A documentary, also dubbed Grey Gardens, captured the two women on film in 1975, with its remarkable access. As audiences watched the two women’s lives cinema verite style, it became clear their eccentric spirits and devotion to one another rose above the ugly veneer. Now the story of the women, including their documentary, is the subject of an HBO film starring Jessica Lange and Drew Barrymore.
Lange plays the elder Edie, whose young marriage gave her the freedom to host parties where she would sing and dance for her society guests. Barrymore plays the younger Edie, who, in her youth left her mother for New York City in the hope of a career as an actress. It never came. When both were cut off from the finances from father and husband Phelan Beale, they lived out the rest of their years at Grey Gardens. Living in virtual isolation, they clung to one another in a relationship fuelled by need, bitterness, music, fear and laughter.
With such rich material to work with, these two actresses deliver mesmerising performances. The two Edies were so eccentric it would be hard to conjure them from a writer’s imagination. Like the sisters of Whatever Happened to Baby Jane, the mother and daughter were inseparable in later years, dependent on one another from the cruelty of the world.
With a story spanning some 40+ years, both Lange and Barrymore age dramatically here. The film opens in the ’70s when they were approached by two documentary filmmakers, before flashing back to the salad days of the 1930s with debutante balls, society parties and a house with servants. For most of the film the story revolves almost entirely around Lange and Barrymore.
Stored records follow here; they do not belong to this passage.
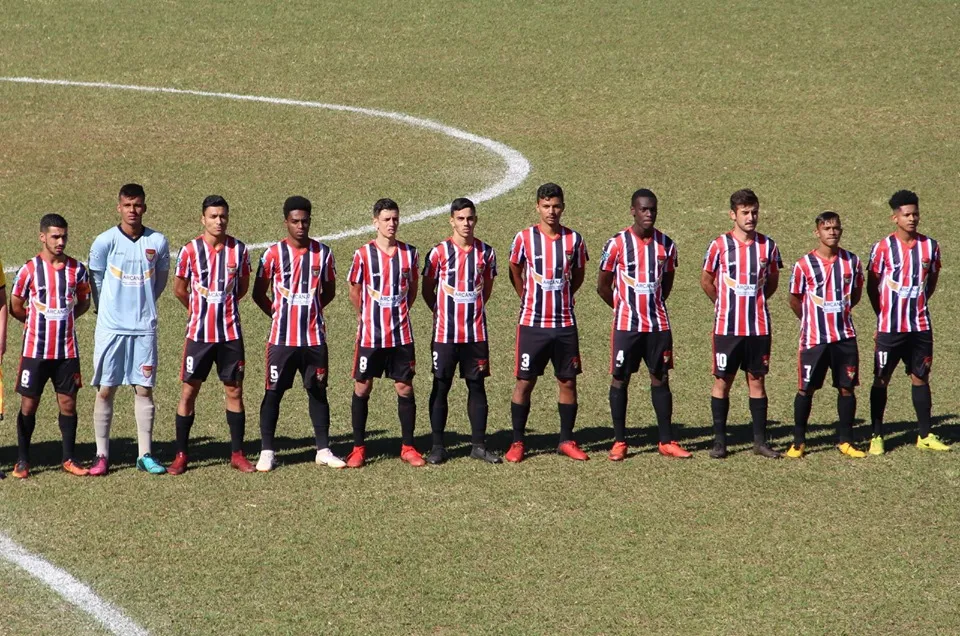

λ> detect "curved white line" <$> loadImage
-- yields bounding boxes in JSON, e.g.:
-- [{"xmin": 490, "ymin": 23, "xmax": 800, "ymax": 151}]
[{"xmin": 0, "ymin": 532, "xmax": 149, "ymax": 636}]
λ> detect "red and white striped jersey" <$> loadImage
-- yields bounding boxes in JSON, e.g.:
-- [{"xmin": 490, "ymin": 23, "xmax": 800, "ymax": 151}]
[
  {"xmin": 510, "ymin": 225, "xmax": 589, "ymax": 328},
  {"xmin": 703, "ymin": 232, "xmax": 783, "ymax": 336},
  {"xmin": 10, "ymin": 255, "xmax": 90, "ymax": 360},
  {"xmin": 790, "ymin": 249, "xmax": 863, "ymax": 350},
  {"xmin": 257, "ymin": 239, "xmax": 337, "ymax": 347},
  {"xmin": 423, "ymin": 239, "xmax": 497, "ymax": 342},
  {"xmin": 347, "ymin": 241, "xmax": 420, "ymax": 347},
  {"xmin": 600, "ymin": 227, "xmax": 677, "ymax": 331},
  {"xmin": 177, "ymin": 236, "xmax": 250, "ymax": 342},
  {"xmin": 869, "ymin": 234, "xmax": 940, "ymax": 333}
]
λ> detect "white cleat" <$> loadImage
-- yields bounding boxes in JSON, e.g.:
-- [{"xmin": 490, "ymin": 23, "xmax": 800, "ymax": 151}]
[
  {"xmin": 257, "ymin": 451, "xmax": 277, "ymax": 473},
  {"xmin": 317, "ymin": 448, "xmax": 347, "ymax": 468}
]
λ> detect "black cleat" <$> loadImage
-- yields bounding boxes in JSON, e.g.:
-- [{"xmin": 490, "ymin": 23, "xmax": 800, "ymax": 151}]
[
  {"xmin": 470, "ymin": 444, "xmax": 503, "ymax": 464},
  {"xmin": 427, "ymin": 446, "xmax": 450, "ymax": 466}
]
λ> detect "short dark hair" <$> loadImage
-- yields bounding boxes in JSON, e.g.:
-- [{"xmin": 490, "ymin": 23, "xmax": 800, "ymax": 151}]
[
  {"xmin": 630, "ymin": 188, "xmax": 657, "ymax": 207},
  {"xmin": 40, "ymin": 213, "xmax": 67, "ymax": 232},
  {"xmin": 888, "ymin": 190, "xmax": 920, "ymax": 210},
  {"xmin": 373, "ymin": 198, "xmax": 400, "ymax": 218},
  {"xmin": 283, "ymin": 195, "xmax": 313, "ymax": 219},
  {"xmin": 450, "ymin": 197, "xmax": 477, "ymax": 216},
  {"xmin": 117, "ymin": 183, "xmax": 147, "ymax": 199},
  {"xmin": 537, "ymin": 183, "xmax": 563, "ymax": 203},
  {"xmin": 200, "ymin": 194, "xmax": 230, "ymax": 214},
  {"xmin": 813, "ymin": 210, "xmax": 840, "ymax": 227},
  {"xmin": 730, "ymin": 188, "xmax": 760, "ymax": 210}
]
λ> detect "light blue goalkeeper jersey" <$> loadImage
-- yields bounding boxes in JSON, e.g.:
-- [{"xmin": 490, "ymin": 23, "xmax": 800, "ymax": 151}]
[{"xmin": 88, "ymin": 225, "xmax": 170, "ymax": 335}]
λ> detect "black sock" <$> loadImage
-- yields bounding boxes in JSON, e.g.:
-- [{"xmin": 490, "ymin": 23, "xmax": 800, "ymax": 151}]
[
  {"xmin": 260, "ymin": 391, "xmax": 283, "ymax": 450},
  {"xmin": 610, "ymin": 385, "xmax": 627, "ymax": 442},
  {"xmin": 175, "ymin": 413, "xmax": 196, "ymax": 454},
  {"xmin": 796, "ymin": 393, "xmax": 813, "ymax": 448},
  {"xmin": 350, "ymin": 393, "xmax": 370, "ymax": 446},
  {"xmin": 17, "ymin": 412, "xmax": 37, "ymax": 463},
  {"xmin": 307, "ymin": 386, "xmax": 330, "ymax": 450},
  {"xmin": 557, "ymin": 402, "xmax": 577, "ymax": 443},
  {"xmin": 57, "ymin": 413, "xmax": 77, "ymax": 462},
  {"xmin": 467, "ymin": 378, "xmax": 488, "ymax": 446},
  {"xmin": 397, "ymin": 395, "xmax": 417, "ymax": 446},
  {"xmin": 837, "ymin": 394, "xmax": 857, "ymax": 444},
  {"xmin": 870, "ymin": 386, "xmax": 887, "ymax": 437},
  {"xmin": 710, "ymin": 397, "xmax": 730, "ymax": 445},
  {"xmin": 910, "ymin": 384, "xmax": 933, "ymax": 437},
  {"xmin": 750, "ymin": 397, "xmax": 767, "ymax": 444},
  {"xmin": 650, "ymin": 383, "xmax": 674, "ymax": 444},
  {"xmin": 510, "ymin": 402, "xmax": 530, "ymax": 443},
  {"xmin": 430, "ymin": 376, "xmax": 453, "ymax": 446},
  {"xmin": 227, "ymin": 411, "xmax": 247, "ymax": 453}
]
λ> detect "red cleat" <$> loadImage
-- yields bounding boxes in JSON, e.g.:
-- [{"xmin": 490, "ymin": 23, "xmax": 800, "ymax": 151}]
[
  {"xmin": 167, "ymin": 453, "xmax": 187, "ymax": 475},
  {"xmin": 347, "ymin": 446, "xmax": 367, "ymax": 468},
  {"xmin": 657, "ymin": 442, "xmax": 693, "ymax": 459},
  {"xmin": 400, "ymin": 444, "xmax": 427, "ymax": 466},
  {"xmin": 503, "ymin": 442, "xmax": 523, "ymax": 464},
  {"xmin": 607, "ymin": 442, "xmax": 627, "ymax": 462},
  {"xmin": 557, "ymin": 440, "xmax": 590, "ymax": 462},
  {"xmin": 230, "ymin": 451, "xmax": 257, "ymax": 473}
]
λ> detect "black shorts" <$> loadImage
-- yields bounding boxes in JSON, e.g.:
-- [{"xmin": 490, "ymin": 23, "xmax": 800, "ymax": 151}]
[
  {"xmin": 180, "ymin": 338, "xmax": 246, "ymax": 382},
  {"xmin": 514, "ymin": 325, "xmax": 583, "ymax": 380},
  {"xmin": 873, "ymin": 331, "xmax": 933, "ymax": 378},
  {"xmin": 17, "ymin": 358, "xmax": 83, "ymax": 397},
  {"xmin": 713, "ymin": 334, "xmax": 771, "ymax": 378},
  {"xmin": 797, "ymin": 338, "xmax": 860, "ymax": 392},
  {"xmin": 433, "ymin": 340, "xmax": 490, "ymax": 380},
  {"xmin": 610, "ymin": 329, "xmax": 673, "ymax": 380},
  {"xmin": 353, "ymin": 342, "xmax": 417, "ymax": 384},
  {"xmin": 264, "ymin": 343, "xmax": 327, "ymax": 393}
]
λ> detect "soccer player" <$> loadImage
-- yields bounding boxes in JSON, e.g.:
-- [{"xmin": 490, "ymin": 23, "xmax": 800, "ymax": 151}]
[
  {"xmin": 867, "ymin": 190, "xmax": 950, "ymax": 455},
  {"xmin": 597, "ymin": 188, "xmax": 691, "ymax": 462},
  {"xmin": 10, "ymin": 214, "xmax": 90, "ymax": 479},
  {"xmin": 786, "ymin": 211, "xmax": 867, "ymax": 458},
  {"xmin": 700, "ymin": 190, "xmax": 783, "ymax": 459},
  {"xmin": 423, "ymin": 198, "xmax": 503, "ymax": 464},
  {"xmin": 347, "ymin": 199, "xmax": 425, "ymax": 468},
  {"xmin": 88, "ymin": 183, "xmax": 170, "ymax": 476},
  {"xmin": 504, "ymin": 183, "xmax": 590, "ymax": 463},
  {"xmin": 253, "ymin": 196, "xmax": 346, "ymax": 472},
  {"xmin": 167, "ymin": 194, "xmax": 256, "ymax": 475}
]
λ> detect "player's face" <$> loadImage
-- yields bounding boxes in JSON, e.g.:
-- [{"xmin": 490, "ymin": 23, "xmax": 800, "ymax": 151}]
[
  {"xmin": 200, "ymin": 206, "xmax": 230, "ymax": 238},
  {"xmin": 893, "ymin": 204, "xmax": 920, "ymax": 234},
  {"xmin": 730, "ymin": 205, "xmax": 760, "ymax": 234},
  {"xmin": 630, "ymin": 197, "xmax": 657, "ymax": 230},
  {"xmin": 537, "ymin": 197, "xmax": 563, "ymax": 230},
  {"xmin": 450, "ymin": 208, "xmax": 477, "ymax": 240},
  {"xmin": 283, "ymin": 210, "xmax": 310, "ymax": 242},
  {"xmin": 373, "ymin": 210, "xmax": 400, "ymax": 240},
  {"xmin": 117, "ymin": 195, "xmax": 147, "ymax": 227}
]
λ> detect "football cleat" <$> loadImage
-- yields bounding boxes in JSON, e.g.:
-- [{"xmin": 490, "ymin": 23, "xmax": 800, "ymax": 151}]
[
  {"xmin": 317, "ymin": 448, "xmax": 347, "ymax": 468},
  {"xmin": 917, "ymin": 433, "xmax": 950, "ymax": 451},
  {"xmin": 557, "ymin": 440, "xmax": 590, "ymax": 462}
]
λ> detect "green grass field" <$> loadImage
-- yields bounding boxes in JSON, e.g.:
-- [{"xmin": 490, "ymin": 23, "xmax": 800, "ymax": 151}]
[{"xmin": 0, "ymin": 0, "xmax": 960, "ymax": 634}]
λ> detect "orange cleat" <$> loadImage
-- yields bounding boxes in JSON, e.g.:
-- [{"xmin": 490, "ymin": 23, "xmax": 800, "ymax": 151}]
[
  {"xmin": 503, "ymin": 442, "xmax": 523, "ymax": 464},
  {"xmin": 347, "ymin": 446, "xmax": 367, "ymax": 468},
  {"xmin": 557, "ymin": 440, "xmax": 590, "ymax": 462},
  {"xmin": 657, "ymin": 442, "xmax": 693, "ymax": 459},
  {"xmin": 607, "ymin": 442, "xmax": 627, "ymax": 462}
]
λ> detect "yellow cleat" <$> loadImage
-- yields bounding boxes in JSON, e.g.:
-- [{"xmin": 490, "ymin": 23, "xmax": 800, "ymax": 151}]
[
  {"xmin": 917, "ymin": 433, "xmax": 950, "ymax": 451},
  {"xmin": 837, "ymin": 442, "xmax": 867, "ymax": 458}
]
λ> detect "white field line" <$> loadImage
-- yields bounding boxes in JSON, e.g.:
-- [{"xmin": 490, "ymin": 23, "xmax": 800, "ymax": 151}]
[
  {"xmin": 0, "ymin": 77, "xmax": 530, "ymax": 272},
  {"xmin": 0, "ymin": 532, "xmax": 149, "ymax": 636}
]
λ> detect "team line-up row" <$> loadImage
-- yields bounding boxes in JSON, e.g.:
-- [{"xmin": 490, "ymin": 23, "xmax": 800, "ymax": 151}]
[{"xmin": 0, "ymin": 183, "xmax": 950, "ymax": 478}]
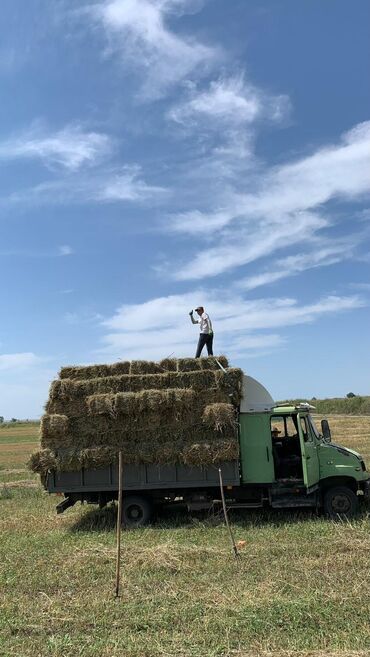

While Lange spends much of the film bed-ridden as Big Edie, Barrymore transforms from an attractive young girl to an eccentric in scarves and fur coats, longing for the stardom that never arrived. The two are perfect in the roles, giving meaning behind their theatricality.
Following a National Enquirer story, local authorities threatened Grey Gardens with demolition. But Jackie Onassis, played by Jeanne Tripplehorn (Big Love), financed a renovation and cleaning of the mansion, allowing the two to stay.
As a forgotten slice of America’s ‘Camelot’ era, the truth behind Grey Gardens is a fascinating curiosity. If the real documentary was too ugly to endure, here there is more understanding of how such a modern tragedy came to pass, and at the same time, serving as a celebration of spirit.
This HBO film is up for 17 Emmy Awards and it certainly deserves to take home a few, especially for Barrymore.
Grey Gardens airs 8:30pm Saturday on Showcase.